From a data standpoint, there are still islands. “You have the Internet of Things (IoT), artificial intelligence as it relates to routing and actual process flows within the warehouse operation as well as the last-mile configurations,” said Parrott. “That’s industry-wide for not only robotics but for all the conveyance, the new mobile platforms, the new drone platforms. How much of that data has bubbled up to inform good operational decisions within an entire facility?
“What’s going to happen is the merging of all this data with cloud computing, enabling the crunching of the data, to then do AI and planning around different routing or better delivery or weight modifications based on what is being discovered from metrics from certain routes.” That said, Parrott also states the real paradigm shift will be not how much data is aggregated and used—from input to delivery—but what data is most useful, separating what’s unnecessary to optimize the workflow.
Sensory tools and automation
If you go back in the not-too-distant past when present levels of flexible automation were being implemented—whether it be in warehouses, distribution, food and beverage factories, or the many other disciplines working with automation—people were doing slightly slower, less complex applications with robots like moving product from a conveyor to palletizing.
Technology evolved with the introduction of sensory tools and vision systems that allowed for applications like high-speed picking to take place. “Now you were palletizing product and, at the front of the line, you were doing highspeed packaging applications,” Elkins noted. “As these sensory tools evolved, the levels of automation increased, but the deployment of that same automation has become far more simplified. You don’t need to go out to create massive amounts of robot code for that same palletizing protocol as you would have 10 years earlier.”

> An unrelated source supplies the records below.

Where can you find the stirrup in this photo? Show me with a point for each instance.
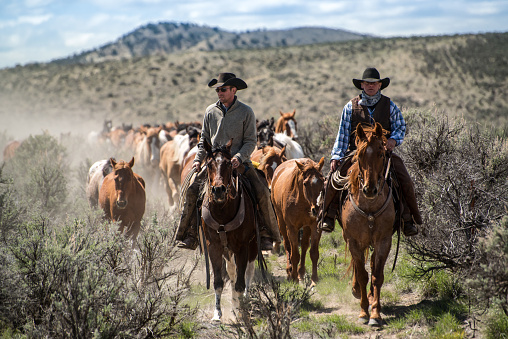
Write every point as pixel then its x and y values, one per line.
pixel 328 225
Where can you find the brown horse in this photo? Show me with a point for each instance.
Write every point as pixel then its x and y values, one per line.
pixel 287 124
pixel 229 225
pixel 367 218
pixel 172 156
pixel 269 158
pixel 122 197
pixel 296 187
pixel 96 174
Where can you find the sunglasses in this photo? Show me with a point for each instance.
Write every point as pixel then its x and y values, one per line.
pixel 221 89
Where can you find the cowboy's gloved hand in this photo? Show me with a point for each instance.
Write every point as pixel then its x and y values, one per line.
pixel 334 165
pixel 235 162
pixel 390 145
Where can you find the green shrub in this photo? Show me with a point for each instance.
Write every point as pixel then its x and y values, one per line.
pixel 39 169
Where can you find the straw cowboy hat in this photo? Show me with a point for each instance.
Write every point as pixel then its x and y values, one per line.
pixel 227 79
pixel 371 75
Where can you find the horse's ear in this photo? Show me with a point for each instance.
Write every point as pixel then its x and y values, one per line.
pixel 379 130
pixel 283 151
pixel 321 163
pixel 207 146
pixel 360 133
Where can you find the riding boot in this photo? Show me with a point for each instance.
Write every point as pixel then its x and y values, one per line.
pixel 410 214
pixel 186 235
pixel 267 214
pixel 326 216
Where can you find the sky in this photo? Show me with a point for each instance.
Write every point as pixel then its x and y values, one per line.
pixel 43 30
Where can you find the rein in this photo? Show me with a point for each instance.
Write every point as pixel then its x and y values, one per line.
pixel 371 217
pixel 342 183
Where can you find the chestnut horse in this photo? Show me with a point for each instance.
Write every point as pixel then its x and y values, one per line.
pixel 96 174
pixel 296 186
pixel 268 159
pixel 287 124
pixel 122 197
pixel 367 218
pixel 229 223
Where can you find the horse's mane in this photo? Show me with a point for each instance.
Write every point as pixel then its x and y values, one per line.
pixel 279 127
pixel 271 152
pixel 354 170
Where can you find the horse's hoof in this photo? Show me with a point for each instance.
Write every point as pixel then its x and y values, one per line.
pixel 375 322
pixel 363 320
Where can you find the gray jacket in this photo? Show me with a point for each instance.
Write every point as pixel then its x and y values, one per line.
pixel 238 123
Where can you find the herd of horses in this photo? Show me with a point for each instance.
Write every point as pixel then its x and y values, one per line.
pixel 165 153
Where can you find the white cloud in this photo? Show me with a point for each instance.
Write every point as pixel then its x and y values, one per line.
pixel 34 19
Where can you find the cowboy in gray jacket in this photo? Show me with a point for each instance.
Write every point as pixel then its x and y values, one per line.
pixel 227 119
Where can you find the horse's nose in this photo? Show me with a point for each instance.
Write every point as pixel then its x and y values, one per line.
pixel 121 204
pixel 370 191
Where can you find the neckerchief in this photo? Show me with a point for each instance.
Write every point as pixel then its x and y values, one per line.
pixel 368 100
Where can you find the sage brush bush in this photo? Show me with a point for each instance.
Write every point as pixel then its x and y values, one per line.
pixel 39 169
pixel 460 172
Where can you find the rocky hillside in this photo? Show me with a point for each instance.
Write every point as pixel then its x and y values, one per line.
pixel 461 75
pixel 169 37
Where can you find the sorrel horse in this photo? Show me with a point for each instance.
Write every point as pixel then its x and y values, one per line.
pixel 229 226
pixel 269 158
pixel 96 174
pixel 367 218
pixel 122 197
pixel 296 187
pixel 287 124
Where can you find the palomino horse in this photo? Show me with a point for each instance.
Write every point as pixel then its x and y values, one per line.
pixel 265 131
pixel 229 226
pixel 296 187
pixel 96 174
pixel 269 158
pixel 367 218
pixel 122 197
pixel 287 124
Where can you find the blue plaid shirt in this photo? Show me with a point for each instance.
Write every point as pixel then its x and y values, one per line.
pixel 397 125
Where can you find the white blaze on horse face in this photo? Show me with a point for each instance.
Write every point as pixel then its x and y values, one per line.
pixel 274 166
pixel 155 156
pixel 293 129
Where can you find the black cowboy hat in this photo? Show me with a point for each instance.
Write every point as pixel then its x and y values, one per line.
pixel 371 75
pixel 227 79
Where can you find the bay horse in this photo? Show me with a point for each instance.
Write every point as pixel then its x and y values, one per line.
pixel 268 158
pixel 96 174
pixel 296 186
pixel 122 197
pixel 367 218
pixel 229 223
pixel 287 124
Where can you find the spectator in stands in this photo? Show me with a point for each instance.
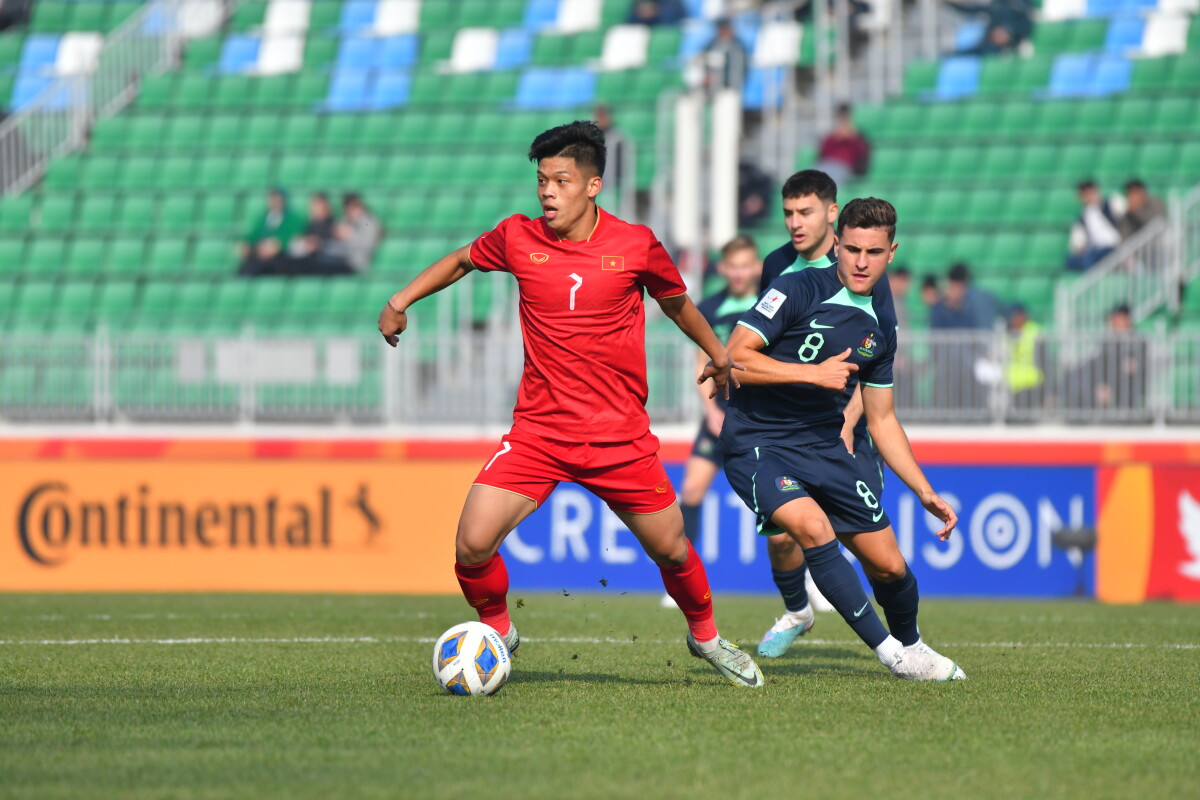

Today, with a collaborative robot, according to Elkins, you can handguide a machine through its programming path and teach it in a very simple way rather than having to do it with a device in your hands like a tablet.
Parrott added, “Robotic piecepicking is one of the things identified as reducing a big bulk of labor within warehouse operation. Additionally, AI is growing very sophisticated in terms of the identification of the product.”
Through repeated processes and collected metrics, machine learning can go beyond the rudiments. Artificial intelligence lets a robot learn a picking sequence or a gripper position based on past successes and failures to enable higher instances of success in handling that product.